After a strong performance since H2 2020, the report found that global goods trade contracted in Q3 2021, especially in advanced and emerging economies. 

However, Euler’s research also found that advanced economies are suffering more from supply chain bottlenecks than from trouble with demand.

For example, production shortfalls were found to be the cause of 75% of the current contraction in global trade volume, with the rest explained by transport delays.

Protectionism also reached a record high in 2021, and is expected to remain elevated, mainly in the form of non-tariff trade barriers (e.g. subsidies, industrial policies).

Solving logistics issues  

Looking ahead, Euler believes that rapidly growing orders for new transportation capacity (6.4% of the existing fleet) should turn operational towards the end of 2022.

This will also coincide with increased spending on port infrastructure in the US, which should significantly ease global shipping bottlenecks.

Europe is more at risk compared to the US when it comes to the heavy reliance on intermediate inputs from abroad, the report found.

Figure 2
Source: Euler Hermes

Without production capacity increases and investments in port infrastructure, the normalisation of supply bottlenecks in Europe could be delayed beyond 2022, if demand remains above supply capacity.

Euler also found that, in such a scenario, the household equipment, consumer electronics, automotive, and machinery and equipment sectors are most vulnerable to input shortages.

Ano Kuhanathan, senior sector advisor at Euler Hermes, said: “China is a key downside risk for Europe.

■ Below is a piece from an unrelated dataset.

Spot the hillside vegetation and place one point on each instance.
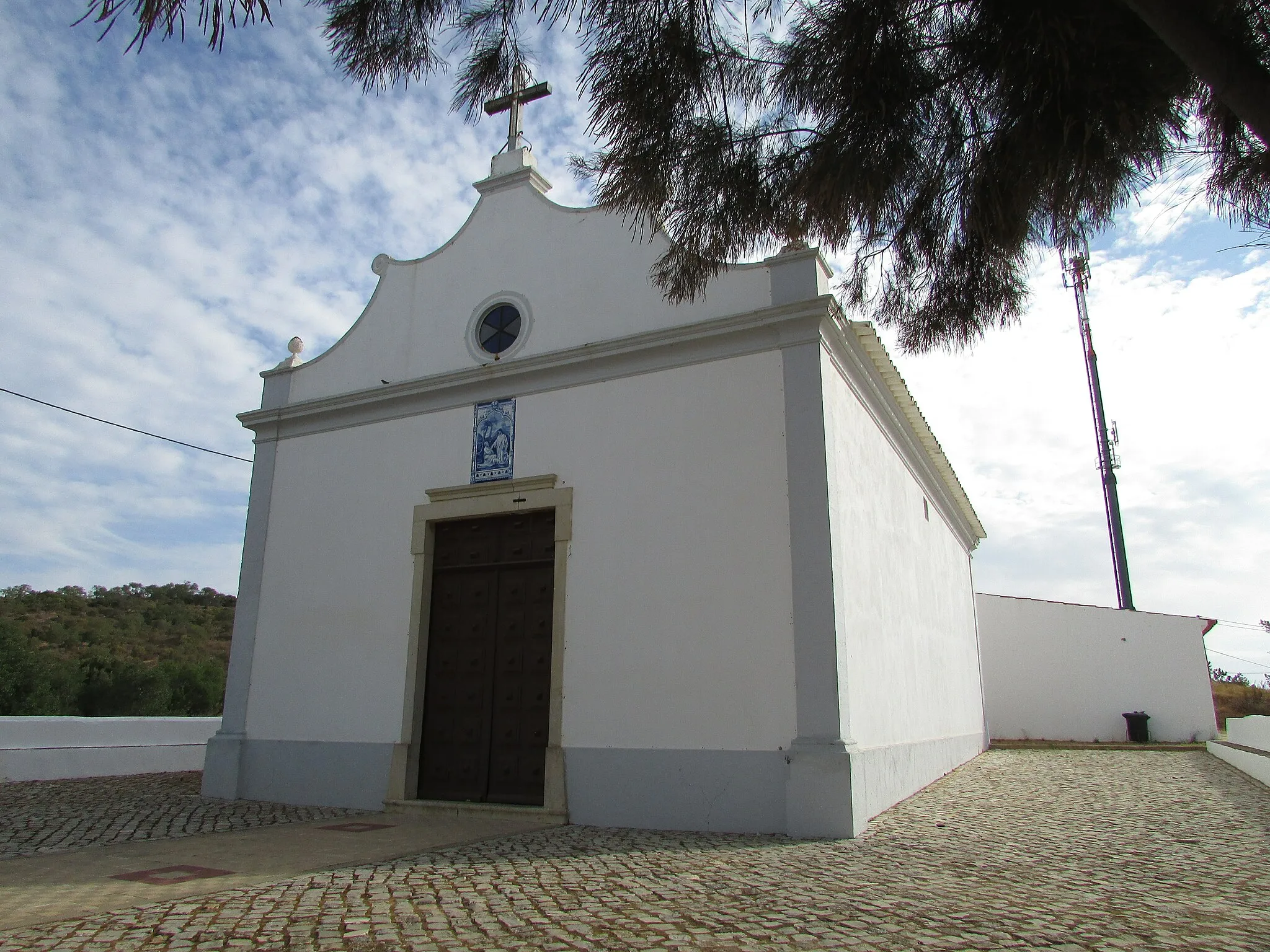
(1235, 697)
(150, 650)
(141, 650)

“We estimate that a 10% drop in EU imports from China could be a drag of more than -6% on the metal sector, more than -3% on the automotive sector (incl. transport equipment), and more than -1% on computer and electronics.”

The winners

While there is a risk of a double-dip in Q1 2022, Euler expects a normalisation of international trade flows in volume from H2 2022, driven by three factors:

  • A cooling down of consumer spending on durable goods, given their longer replacement cycle and the shift towards more sustainable consumption behaviors
  • Less acute input shortages as inventories have returned to or even exceeded pre-crisis levels in most sectors, and capex has increased (mainly in the US)
  • Reduced shipping congestions (global orders for new container ships have reached record highs over the past few months, amounting to 6.4% of the existing fleet) and the planned $17 billion spending on port infrastructure in the US

Euler estimates that the energy, electronics, and machinery & equipment sectors should continue to outperform in 2022. 

But the main export winner globally in 2023 should be automotive, thanks to the backlog of work and lower capital expenditure in 2021. 

At the regional level, Asia-Pacific should continue to be the main export winner in the coming few years, with over $3 trillion in export gains in 2021-2023.